Best of both worlds round 3: mSATA SSDs

August 19, 2013 by . 3 comments

As SSDs become increasingly affordable, making the switch is increasingly tempting. However, there are very few drives with over 512GB of capacity, and those that exist are still far from affordable. One solution that works well for desktops and workstation replacement laptops is putting an SSD in one drive bay and a mechanical HDD in another. This is a bit trickier with smaller laptops though. A couple years ago, I experimented with moving the primary HDD to the optical bay, and installing an SSD to get the best of both worlds: fast performance and extra storage for bulky but less-used files.

“Ultrabook” didn’t even enter our vernacular until mid-2011, and at the time most laptops still came with a DVD drive. Now in 2013, many of the latest laptops don’t even come with DVD drives. What’s a modern laptop user to do if they want SSD performance and HDD storage?

Enter the mSATA SSD: announced in 2009, mSATA SSDs started making their way into ultrabooks as manufacturers sought smaller sized components. In recent years some manufacturers have begun putting mSATA support into mid-sized laptops that still have a normal 2.5″ hard drive bay, too. Lenovo in particular has been leading this trend, with most recent ThinkPad and IdeaPad laptops supporting an mSATA drive in addition to the primary hard drive.
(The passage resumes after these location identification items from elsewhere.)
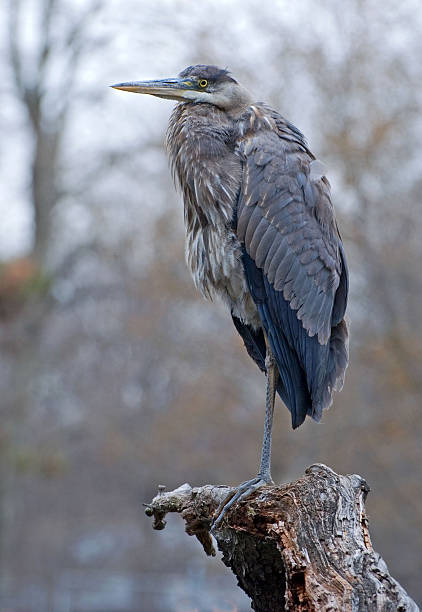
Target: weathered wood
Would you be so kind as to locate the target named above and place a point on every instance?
(302, 546)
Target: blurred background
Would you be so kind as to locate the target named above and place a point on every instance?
(115, 375)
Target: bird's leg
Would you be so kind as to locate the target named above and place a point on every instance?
(264, 474)
(272, 377)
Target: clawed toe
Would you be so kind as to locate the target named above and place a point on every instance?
(239, 493)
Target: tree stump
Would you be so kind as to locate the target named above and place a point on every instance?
(302, 546)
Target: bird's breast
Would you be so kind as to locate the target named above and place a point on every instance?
(214, 256)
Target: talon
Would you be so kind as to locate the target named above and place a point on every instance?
(238, 494)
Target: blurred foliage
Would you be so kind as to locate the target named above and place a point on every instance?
(115, 375)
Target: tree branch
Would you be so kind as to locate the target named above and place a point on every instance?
(299, 546)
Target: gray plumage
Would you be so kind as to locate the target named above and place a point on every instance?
(261, 234)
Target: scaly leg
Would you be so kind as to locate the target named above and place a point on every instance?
(264, 474)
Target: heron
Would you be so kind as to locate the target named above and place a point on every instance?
(261, 234)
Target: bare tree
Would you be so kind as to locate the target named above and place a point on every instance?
(46, 92)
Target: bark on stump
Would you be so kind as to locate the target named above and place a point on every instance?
(302, 546)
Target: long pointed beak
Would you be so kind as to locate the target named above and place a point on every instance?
(173, 89)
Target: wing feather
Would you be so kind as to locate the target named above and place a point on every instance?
(295, 266)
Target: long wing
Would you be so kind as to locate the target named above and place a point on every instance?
(295, 267)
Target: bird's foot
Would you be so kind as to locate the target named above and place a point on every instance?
(237, 494)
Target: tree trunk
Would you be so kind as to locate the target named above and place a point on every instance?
(303, 546)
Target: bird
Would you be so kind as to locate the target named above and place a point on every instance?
(261, 234)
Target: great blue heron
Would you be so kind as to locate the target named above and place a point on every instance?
(260, 233)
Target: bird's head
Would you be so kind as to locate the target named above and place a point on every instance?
(198, 84)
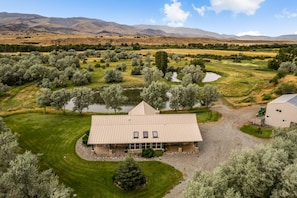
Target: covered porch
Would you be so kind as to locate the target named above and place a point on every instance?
(121, 149)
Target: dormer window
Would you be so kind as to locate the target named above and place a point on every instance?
(155, 134)
(145, 134)
(135, 134)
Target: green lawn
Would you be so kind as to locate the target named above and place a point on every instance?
(255, 131)
(55, 135)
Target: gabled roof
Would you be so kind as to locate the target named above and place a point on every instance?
(119, 129)
(143, 109)
(287, 98)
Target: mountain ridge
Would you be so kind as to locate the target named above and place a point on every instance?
(33, 23)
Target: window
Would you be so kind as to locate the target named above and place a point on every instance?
(135, 134)
(145, 134)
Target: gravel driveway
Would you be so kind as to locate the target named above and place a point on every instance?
(219, 140)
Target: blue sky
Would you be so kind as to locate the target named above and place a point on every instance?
(238, 17)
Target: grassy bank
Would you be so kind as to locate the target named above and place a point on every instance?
(55, 135)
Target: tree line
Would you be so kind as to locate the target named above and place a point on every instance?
(137, 46)
(155, 94)
(267, 171)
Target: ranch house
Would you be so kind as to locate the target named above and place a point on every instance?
(282, 112)
(144, 127)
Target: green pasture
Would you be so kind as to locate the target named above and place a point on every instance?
(55, 135)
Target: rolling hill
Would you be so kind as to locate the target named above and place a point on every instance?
(32, 23)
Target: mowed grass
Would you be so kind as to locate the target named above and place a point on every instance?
(55, 135)
(19, 97)
(242, 80)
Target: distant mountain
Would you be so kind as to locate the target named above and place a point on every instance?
(32, 23)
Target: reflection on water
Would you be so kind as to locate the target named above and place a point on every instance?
(209, 77)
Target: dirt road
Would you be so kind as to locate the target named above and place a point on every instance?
(220, 139)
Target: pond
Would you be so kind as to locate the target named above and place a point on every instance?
(100, 108)
(209, 77)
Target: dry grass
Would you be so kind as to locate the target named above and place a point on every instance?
(214, 52)
(66, 39)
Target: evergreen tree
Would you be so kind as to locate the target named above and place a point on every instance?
(113, 97)
(129, 175)
(44, 98)
(161, 60)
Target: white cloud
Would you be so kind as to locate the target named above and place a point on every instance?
(286, 14)
(248, 7)
(249, 33)
(201, 10)
(175, 16)
(152, 21)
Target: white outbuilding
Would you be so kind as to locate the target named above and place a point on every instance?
(282, 112)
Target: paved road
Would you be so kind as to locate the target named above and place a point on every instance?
(220, 139)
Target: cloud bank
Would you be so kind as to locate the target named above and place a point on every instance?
(174, 14)
(248, 7)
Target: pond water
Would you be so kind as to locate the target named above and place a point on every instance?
(209, 77)
(100, 108)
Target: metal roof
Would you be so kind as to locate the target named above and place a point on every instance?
(143, 109)
(119, 129)
(287, 98)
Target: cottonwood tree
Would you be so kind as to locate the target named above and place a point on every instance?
(151, 74)
(129, 175)
(113, 76)
(191, 96)
(186, 80)
(82, 98)
(267, 171)
(82, 77)
(113, 97)
(8, 145)
(288, 67)
(60, 98)
(177, 96)
(161, 60)
(23, 179)
(196, 73)
(44, 98)
(3, 88)
(209, 94)
(155, 94)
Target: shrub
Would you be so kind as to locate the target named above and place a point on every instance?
(266, 96)
(128, 175)
(158, 153)
(85, 138)
(287, 88)
(147, 153)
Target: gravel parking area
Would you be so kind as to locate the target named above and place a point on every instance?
(220, 139)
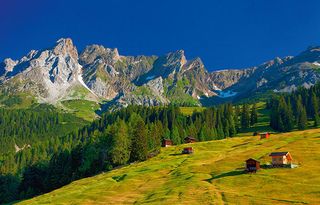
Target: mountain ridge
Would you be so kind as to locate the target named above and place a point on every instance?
(101, 74)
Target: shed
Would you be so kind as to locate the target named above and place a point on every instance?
(189, 139)
(280, 158)
(166, 143)
(264, 135)
(187, 150)
(252, 165)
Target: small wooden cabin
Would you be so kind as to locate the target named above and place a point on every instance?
(189, 139)
(166, 143)
(264, 135)
(252, 165)
(187, 150)
(280, 158)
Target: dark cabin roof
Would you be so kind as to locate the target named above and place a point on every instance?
(251, 159)
(278, 154)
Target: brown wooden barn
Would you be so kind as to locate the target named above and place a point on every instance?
(189, 139)
(187, 150)
(280, 158)
(167, 143)
(252, 165)
(264, 135)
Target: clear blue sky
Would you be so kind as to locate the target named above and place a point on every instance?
(224, 33)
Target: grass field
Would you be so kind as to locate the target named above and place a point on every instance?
(212, 175)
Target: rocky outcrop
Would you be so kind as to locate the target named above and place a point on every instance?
(57, 73)
(48, 74)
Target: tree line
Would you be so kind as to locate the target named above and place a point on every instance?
(294, 110)
(116, 139)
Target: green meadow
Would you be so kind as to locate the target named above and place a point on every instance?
(212, 175)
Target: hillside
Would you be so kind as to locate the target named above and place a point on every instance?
(212, 175)
(102, 77)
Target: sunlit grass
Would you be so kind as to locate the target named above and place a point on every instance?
(212, 175)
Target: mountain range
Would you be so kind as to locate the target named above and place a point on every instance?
(101, 74)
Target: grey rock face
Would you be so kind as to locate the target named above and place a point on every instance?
(52, 74)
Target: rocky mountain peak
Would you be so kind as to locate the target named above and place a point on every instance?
(9, 64)
(94, 52)
(177, 58)
(65, 47)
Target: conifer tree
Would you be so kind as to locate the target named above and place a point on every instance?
(315, 109)
(245, 117)
(301, 115)
(139, 150)
(120, 143)
(253, 115)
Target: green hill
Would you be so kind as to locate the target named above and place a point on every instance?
(212, 175)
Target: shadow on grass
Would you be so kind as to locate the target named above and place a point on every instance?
(176, 154)
(226, 174)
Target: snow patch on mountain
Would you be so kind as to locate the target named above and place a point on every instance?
(316, 63)
(150, 77)
(227, 94)
(80, 79)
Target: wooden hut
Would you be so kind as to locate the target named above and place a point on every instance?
(166, 143)
(280, 158)
(264, 135)
(189, 139)
(252, 165)
(187, 150)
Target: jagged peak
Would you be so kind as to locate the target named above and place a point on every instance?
(92, 52)
(65, 46)
(177, 57)
(9, 64)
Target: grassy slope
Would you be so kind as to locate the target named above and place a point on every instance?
(212, 175)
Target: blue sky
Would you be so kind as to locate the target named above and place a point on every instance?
(224, 34)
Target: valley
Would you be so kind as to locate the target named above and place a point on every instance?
(212, 175)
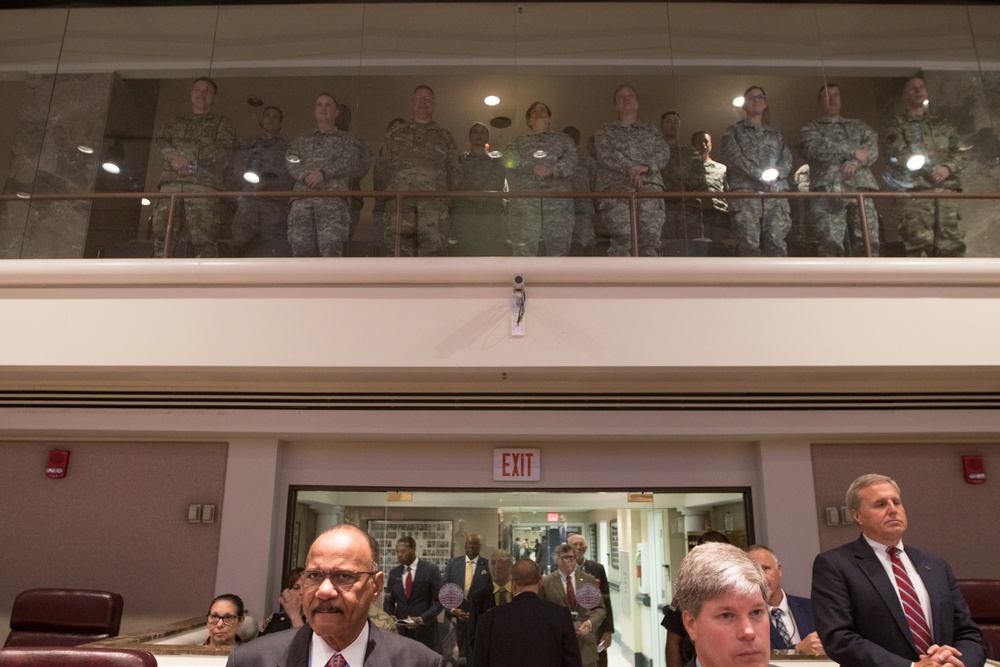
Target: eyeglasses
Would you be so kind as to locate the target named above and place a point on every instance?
(341, 579)
(227, 620)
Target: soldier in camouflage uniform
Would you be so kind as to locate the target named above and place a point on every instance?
(261, 221)
(683, 173)
(840, 153)
(584, 180)
(544, 161)
(194, 151)
(757, 160)
(326, 159)
(420, 156)
(715, 210)
(476, 223)
(630, 157)
(928, 227)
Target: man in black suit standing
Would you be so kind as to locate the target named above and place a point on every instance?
(412, 595)
(792, 625)
(500, 592)
(596, 570)
(529, 630)
(341, 579)
(877, 602)
(471, 572)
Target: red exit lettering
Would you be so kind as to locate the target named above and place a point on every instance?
(517, 464)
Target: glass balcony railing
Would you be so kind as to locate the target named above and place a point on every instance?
(110, 151)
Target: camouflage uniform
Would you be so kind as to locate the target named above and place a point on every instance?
(584, 180)
(827, 143)
(476, 223)
(419, 157)
(759, 225)
(715, 211)
(683, 173)
(205, 141)
(619, 146)
(260, 219)
(535, 219)
(928, 227)
(316, 223)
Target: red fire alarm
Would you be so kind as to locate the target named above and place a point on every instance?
(972, 466)
(58, 463)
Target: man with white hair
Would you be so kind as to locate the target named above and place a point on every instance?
(722, 595)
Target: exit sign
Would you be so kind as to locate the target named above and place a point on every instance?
(517, 465)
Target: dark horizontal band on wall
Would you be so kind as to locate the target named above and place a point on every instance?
(51, 4)
(146, 400)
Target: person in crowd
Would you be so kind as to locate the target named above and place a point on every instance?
(684, 173)
(341, 580)
(584, 180)
(630, 157)
(722, 597)
(380, 181)
(194, 151)
(476, 223)
(545, 161)
(327, 159)
(840, 152)
(500, 592)
(757, 160)
(471, 572)
(792, 625)
(925, 155)
(560, 587)
(879, 602)
(225, 618)
(260, 227)
(529, 630)
(714, 210)
(420, 156)
(679, 648)
(596, 570)
(290, 615)
(343, 123)
(412, 594)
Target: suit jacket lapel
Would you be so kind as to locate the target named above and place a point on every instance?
(930, 577)
(874, 570)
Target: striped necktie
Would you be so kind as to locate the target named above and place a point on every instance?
(911, 604)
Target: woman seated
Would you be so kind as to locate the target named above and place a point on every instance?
(225, 618)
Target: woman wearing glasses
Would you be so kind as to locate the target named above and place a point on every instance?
(225, 618)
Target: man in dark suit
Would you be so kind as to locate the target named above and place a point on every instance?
(722, 597)
(412, 595)
(872, 597)
(341, 580)
(596, 570)
(528, 631)
(792, 625)
(471, 572)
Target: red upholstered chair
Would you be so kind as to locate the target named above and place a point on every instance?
(63, 617)
(74, 657)
(983, 598)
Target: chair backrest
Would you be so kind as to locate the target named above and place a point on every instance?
(74, 657)
(63, 617)
(983, 598)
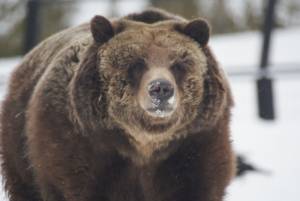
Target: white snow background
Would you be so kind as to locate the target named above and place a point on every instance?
(273, 146)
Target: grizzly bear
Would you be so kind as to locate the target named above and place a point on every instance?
(131, 109)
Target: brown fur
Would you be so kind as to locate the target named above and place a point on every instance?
(72, 128)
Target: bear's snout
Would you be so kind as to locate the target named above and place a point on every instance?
(161, 90)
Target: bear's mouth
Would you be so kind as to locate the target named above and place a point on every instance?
(160, 109)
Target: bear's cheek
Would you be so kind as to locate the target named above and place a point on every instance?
(191, 94)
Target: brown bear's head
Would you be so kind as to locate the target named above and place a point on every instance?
(155, 75)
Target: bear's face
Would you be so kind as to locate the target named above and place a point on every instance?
(153, 77)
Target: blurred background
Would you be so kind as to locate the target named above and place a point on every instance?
(257, 42)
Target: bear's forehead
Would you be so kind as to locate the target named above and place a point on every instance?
(154, 44)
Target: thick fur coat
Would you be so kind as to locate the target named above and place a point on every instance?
(72, 128)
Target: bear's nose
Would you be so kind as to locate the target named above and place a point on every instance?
(161, 89)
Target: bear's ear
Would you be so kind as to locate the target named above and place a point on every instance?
(101, 28)
(197, 29)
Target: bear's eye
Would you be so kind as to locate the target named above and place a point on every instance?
(135, 71)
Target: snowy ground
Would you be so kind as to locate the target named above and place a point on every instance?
(274, 145)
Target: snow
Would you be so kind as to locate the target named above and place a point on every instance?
(271, 145)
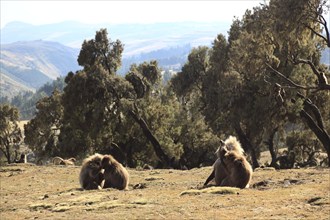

The first thing to know about mSATA SSDs: they’re small. Kingston donated a 64 GB mSATA SSD for this review, and when it arrived I was shocked by just how tiny the package is. It measures a mere 50 by 30 mm. The physical connector is identical to a mini-PCI-E slot, like those used by WiFi and WWAN cards, but does require that a SATA channel be connected to the slot, so just any mini-PCI-E slot won’t do.


Installing an mSATA SSD takes a lot more time and care than installing a regular 2.5″ drive into most laptops. To install it into my ThinkPad X230 took about an hour, vs. a couple minutes to swap out the 2.5″ drive. Each computer will require different, very specific steps to install. Look up your computer’s service manual (typically available from the manufacturer’s support site) and find the instructions for installing an mSATA drive.

The mSATA SSD installation flipbook. (This isn’t meant to be a guide… just showing what the steps were for my laptop.)


The point of an mSATA SSD is to free up that HDD slot for some big, slow spinning storage, while keeping your OS, programs, and most-used data on the fast SSD. These instructions are for Windows, but you can follow the same general principal for Linux. I’ve found that it’s almost always easier to just do a fresh install of Windows on a new SSD. Trying to image from a large disk to a smaller disk is generally a pain to do, and Windows will also automatically configure certain things differently if you have an SSD, to improve its performance.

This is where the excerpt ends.